Darunter ist Rosina Dickobe aus Südafrika, die mit sechs Freundinnen eine Genossenschaft gegründet und so den Schritt aus der Arbeitslosigkeit geschafft hat. Die sieben Frauen machten das zum Beruf, was sie seit Jahren für ihre Familien taten: Kleidung nähen.

Die DGRV-Ausstellung schlägt den Bogen zu den Wurzeln der Genossenschaftsidee von Friedrich Wilhelm Raiffeisen und Hermann Schulze-Delitzsch. Bilder der beiden Gründerväter sind auch Bestandteil der Ausstellungserweiterung.

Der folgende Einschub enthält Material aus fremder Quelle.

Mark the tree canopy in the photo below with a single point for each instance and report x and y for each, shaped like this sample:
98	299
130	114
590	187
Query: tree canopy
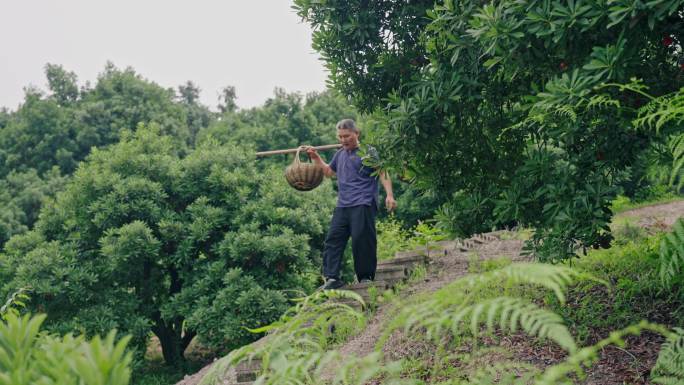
143	239
523	111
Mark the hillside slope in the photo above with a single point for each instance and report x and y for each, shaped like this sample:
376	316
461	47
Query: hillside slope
450	263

Mit dem Titel „Armut im Preußischen Sibirien“ bildet eine Tafel mit dem Überblick über die Lebens- und Arbeitsverhältnisse der Eifelbewohner im 18. Jahrhundert die Basisinformation. Mittellosigkeit und Hungersnöte lassen den Gedanken genossenschaftlicher Selbsthilfe in der Eifel damals auf fruchtbaren Boden fallen. 

1866 schließen sich 46 Menschen zusammen und gründen in Antweiler den ersten „Darlehenskassenverein“ im heutigen Kreis Ahrweiler. In den Anfängen des regionalen Genossenschaftswesens entstehen viele kleine Kreditgenossenschaften, die sich im Zeitverlauf zur heutigen Volksbank RheinAhrEifel zusammen-schließen: eine starke Gemeinschaft, fest in der Region verwurzelt und nach wie vor mit den Menschen eng verbunden.

Interessierte können die Kombination aus beiden Präsentationen während der regulären Banköffnungszeiten besuchen.

Der DGRV ist sowohl Spitzenverband als auch Prüfungsverband der deutschen Genossenschaftsorganisation und steht – ebenso wie die Volksbank RheinAhrEifel – in der Tradition von Friedrich Wilhelm Raiffeisen und Hermann Schulze-Delitzsch.